M. Arnim (comte) se lève et déclare que l'amendement est inadmissible, qu'il équivaut à une proposition d'ordre du jour, qu'il n'est pas permis de passer à l'ordre du jour sur les projets gouvernementaux, que le règlement le stipule.

C'est alors que ces Messieurs de la gauche comprennent où la droite voulait en venir avec le paragraphe 53 du règlement. Il n'est pas permis de décider l'ordre du jour quand il s'agit des projets gouvernementaux. Or cette phrase apparemment innocente n'avait pas d'autre signification que ceci : Vous ne pourrez rejeter en bloc aucune proposition gouvernementale, mais vous serez contraints de discuter en détail chacun de ses paragraphes, un par un, même s'il devait y en avoir un millier.

C'en est trop, même pour les centristes. Après un débat assez long où, des deux côtés, on déploie le plus possible de perspicacité dans l'exégèse, le président passe enfin à la suite en déclarant recevable l'amendement de Wesendonck.

M. Rupp a la parole, le grand Rupp, suspendu, poursuivi, persécuté autrefois par tous les journaux, exclu de la défunte Association Gustave-Adolphe[1] . M. Rupp prononce un discours après lequel - comme le pense la non moins grande National Zeitung , cette amie de la lumière[2] - la gauche n'a plus grand-chose à dire, non seulement dans le débat général, mais aussi dans le débat particulier. Examinons donc, du point de vue de la raison pure, ce discours épuisant de Rupp, l'ami de la lumière.

Ce discours épuisant est certes un produit authentique de l'esprit ami de la lumière , de l'esprit des « communautés libres », c'est-à-dire qu'il n'épuise rien, sauf peut-être les lieux communs que l'on puisse exprimer à l'occasion des affiches.

M. Rupp commence par attirer l'attention sur la motivation, différente suivant qu'elle émane du gouverneur ou de la commission centrale, de cette loi sur l'affichage. Le gouvernement donne la loi pour une simple mesure de police, prise dans l'intérêt de la circulation et de l'esthétique; la commission centrale repousse ce grossier artifice prussien et met au premier plan les motifs politiques. Elle a ainsi laissé libre cours au prêchi-prêcha emphatique de cet ami de la lumière.

« Ainsi il est indéniable que ce projet de loi entre dans la série des sujets les plus importants pour les délibérations de cette Assemblée. Nous ne voulons pas dire par là » (nous ne voulons pas dire !) « qu'il nous soit à nous aussi tellement » (!) « indifférent qu'il y ait quelques affiches de plus ou de moins dans le monde, car » (!) « c'est là que réside justement le caractère sublime du droit et de la liberté : il confère, même à ce qui semble le plus futile, une plus haute signification » (!!)
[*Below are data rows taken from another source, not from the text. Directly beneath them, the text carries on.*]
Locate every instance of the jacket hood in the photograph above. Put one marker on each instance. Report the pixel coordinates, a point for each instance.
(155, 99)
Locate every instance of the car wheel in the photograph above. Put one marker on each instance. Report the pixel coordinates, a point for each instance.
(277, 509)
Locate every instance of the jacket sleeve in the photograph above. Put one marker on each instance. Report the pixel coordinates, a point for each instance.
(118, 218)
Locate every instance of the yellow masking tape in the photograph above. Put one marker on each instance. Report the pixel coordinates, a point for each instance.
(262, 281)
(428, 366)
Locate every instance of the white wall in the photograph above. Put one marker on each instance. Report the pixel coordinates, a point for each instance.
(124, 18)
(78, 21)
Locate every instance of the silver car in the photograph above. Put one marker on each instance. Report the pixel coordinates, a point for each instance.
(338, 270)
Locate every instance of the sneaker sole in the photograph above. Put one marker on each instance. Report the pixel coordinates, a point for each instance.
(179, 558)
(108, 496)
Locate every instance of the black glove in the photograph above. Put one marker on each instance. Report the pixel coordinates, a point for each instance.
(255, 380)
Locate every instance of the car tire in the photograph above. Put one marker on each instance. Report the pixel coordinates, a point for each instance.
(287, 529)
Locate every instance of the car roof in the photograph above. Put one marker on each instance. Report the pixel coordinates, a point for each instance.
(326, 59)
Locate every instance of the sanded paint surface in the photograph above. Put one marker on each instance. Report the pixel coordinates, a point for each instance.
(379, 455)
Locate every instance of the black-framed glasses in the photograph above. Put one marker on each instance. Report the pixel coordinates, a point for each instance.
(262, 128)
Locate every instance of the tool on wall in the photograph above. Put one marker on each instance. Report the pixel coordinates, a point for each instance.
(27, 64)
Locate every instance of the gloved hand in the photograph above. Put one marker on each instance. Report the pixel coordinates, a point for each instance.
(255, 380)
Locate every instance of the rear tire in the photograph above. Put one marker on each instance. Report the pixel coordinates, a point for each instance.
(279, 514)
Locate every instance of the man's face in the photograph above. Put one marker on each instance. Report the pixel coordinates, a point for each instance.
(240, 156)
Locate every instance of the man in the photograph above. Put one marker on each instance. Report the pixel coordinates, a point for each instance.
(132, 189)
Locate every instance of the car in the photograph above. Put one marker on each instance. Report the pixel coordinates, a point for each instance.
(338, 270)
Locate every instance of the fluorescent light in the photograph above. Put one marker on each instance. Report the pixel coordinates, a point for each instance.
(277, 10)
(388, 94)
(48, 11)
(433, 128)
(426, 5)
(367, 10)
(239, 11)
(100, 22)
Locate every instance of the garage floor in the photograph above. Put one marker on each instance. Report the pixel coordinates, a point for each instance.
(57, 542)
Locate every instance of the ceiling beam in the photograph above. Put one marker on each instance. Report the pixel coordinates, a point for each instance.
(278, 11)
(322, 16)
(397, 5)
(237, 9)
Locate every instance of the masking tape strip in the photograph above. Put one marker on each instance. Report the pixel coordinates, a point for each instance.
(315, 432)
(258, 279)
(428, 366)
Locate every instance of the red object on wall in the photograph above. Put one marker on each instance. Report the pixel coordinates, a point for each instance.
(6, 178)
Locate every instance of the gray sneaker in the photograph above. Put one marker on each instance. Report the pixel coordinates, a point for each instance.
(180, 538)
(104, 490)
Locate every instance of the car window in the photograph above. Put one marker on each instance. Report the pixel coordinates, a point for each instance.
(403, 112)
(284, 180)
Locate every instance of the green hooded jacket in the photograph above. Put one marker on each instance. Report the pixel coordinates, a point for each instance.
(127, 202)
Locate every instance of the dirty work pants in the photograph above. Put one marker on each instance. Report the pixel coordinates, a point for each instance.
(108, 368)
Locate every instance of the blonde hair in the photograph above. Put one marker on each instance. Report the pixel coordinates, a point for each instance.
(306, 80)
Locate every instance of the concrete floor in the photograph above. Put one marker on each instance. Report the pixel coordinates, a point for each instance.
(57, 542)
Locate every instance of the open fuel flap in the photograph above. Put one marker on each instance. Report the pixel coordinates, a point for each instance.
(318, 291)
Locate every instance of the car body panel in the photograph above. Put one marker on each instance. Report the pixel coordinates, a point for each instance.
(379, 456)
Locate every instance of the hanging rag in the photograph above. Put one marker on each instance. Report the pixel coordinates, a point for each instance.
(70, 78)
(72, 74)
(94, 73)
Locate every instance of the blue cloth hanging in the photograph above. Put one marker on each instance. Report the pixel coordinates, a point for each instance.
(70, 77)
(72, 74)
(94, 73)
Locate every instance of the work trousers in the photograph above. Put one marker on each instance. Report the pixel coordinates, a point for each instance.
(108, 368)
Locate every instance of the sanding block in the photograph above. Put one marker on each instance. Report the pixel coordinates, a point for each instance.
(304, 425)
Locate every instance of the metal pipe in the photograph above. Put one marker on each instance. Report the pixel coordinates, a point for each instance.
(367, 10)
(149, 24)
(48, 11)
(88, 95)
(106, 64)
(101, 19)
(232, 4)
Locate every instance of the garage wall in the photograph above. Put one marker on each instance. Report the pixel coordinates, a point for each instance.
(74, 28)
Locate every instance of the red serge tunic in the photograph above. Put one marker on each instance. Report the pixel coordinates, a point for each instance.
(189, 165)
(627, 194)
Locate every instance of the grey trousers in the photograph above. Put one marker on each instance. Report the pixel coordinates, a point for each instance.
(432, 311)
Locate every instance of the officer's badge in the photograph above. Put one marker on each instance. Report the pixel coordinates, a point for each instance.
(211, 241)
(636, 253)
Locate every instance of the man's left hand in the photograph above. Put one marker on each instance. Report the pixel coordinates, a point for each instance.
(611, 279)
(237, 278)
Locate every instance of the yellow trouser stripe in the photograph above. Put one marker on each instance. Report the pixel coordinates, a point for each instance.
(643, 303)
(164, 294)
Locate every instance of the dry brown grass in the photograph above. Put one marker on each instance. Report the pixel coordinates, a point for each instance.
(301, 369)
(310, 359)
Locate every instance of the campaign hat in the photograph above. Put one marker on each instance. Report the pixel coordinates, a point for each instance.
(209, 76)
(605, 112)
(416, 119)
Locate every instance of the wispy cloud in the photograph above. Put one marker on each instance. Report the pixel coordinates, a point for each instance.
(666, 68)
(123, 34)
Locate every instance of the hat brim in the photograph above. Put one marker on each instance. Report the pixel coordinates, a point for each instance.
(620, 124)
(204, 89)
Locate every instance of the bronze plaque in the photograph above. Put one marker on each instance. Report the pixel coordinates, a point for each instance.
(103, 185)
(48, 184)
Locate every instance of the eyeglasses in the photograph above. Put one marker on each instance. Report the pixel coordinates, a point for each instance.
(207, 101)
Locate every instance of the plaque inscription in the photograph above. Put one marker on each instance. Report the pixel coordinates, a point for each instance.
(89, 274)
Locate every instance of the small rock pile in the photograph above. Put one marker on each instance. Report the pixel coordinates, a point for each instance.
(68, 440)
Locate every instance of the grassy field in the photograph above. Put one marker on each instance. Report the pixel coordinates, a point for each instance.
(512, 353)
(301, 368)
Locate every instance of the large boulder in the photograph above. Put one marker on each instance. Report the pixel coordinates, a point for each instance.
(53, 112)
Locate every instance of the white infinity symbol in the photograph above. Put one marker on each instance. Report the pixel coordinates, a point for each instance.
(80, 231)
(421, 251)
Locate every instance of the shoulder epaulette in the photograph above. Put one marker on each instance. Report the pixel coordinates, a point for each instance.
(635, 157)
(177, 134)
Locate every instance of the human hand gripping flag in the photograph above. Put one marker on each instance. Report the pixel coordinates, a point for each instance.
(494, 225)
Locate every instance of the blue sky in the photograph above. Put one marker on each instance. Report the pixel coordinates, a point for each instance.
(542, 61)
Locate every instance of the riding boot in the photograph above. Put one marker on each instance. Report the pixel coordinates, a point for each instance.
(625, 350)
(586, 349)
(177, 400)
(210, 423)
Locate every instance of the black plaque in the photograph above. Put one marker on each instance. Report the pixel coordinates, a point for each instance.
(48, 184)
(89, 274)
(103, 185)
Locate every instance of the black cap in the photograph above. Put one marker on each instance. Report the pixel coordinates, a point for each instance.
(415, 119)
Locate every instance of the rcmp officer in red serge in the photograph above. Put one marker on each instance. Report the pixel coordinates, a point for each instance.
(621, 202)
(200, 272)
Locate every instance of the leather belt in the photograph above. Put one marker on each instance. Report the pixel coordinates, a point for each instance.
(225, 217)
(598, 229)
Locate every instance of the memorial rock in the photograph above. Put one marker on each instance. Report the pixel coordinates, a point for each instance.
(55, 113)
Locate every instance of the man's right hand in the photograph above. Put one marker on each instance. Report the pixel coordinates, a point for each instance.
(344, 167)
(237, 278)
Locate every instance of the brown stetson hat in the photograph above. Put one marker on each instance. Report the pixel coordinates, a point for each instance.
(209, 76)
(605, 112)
Après avoir, par cet exorde à l'allure de prêche, sauvegardé le « caractère sublime » et la « plus haute signification » des affiches et avoir disposé à la ferveur les âmes de ses auditeurs, M. Rupp peut tranquillement laisser libre cours au flot « régulier, limpide comme l'éternité, pur comme un miroir » de sa raison pure.

M. Rupp fait d'abord cette remarque qui n'est que trop pertinente : « Très fréquemment on prend contre des dangers imaginaires des mesures qui engendrent ensuite des dangers réels. »

La gauche salue ce lien commun d'un bravo ravi.

Là-dessus M. Rupp démontre avec la même profondeur d'esprit que le projet est en contradiction avec la Constitution octroyée que M. Rupp ne reconnaît en aucune façon !

Étrange politique de la gauche, que se référer à la Constitution octroyée et, pour éviter de nouveaux coups de pied, de tirer argument des coups de pied déjà reçus en novembre !

Si le gouvernement pense, poursuit M. Rupp, que ce projet de loi ne touche pas la liberté de la presse, mais seulement l'utilisation des rues et des places pour en diffuser les productions, on peut tout aussi bien dire que la liberté de la presse a aussi régné sous la censure, car ce n'est pas l'utilisation de la presse qui a été soumise au contrôle, mais seulement la diffusion de ses productions.

Il faut avoir vécu à Berlin sous la censure pour apprécier toute la nouveauté de cette phrase qui circulait déjà depuis des années parmi tous les libéraux clandestins, mais qui n'en fut pas moins accueillie encore une fois par la gauche avec des bravos et des rires.

M. Rupp cite alors l'article sur la liberté de la presse dans l'Octroyée et démontre, dans le détail, que le projet de loi de Manteuffel est en contradiction la plus flagrante avec la Constitution de Manteuffel.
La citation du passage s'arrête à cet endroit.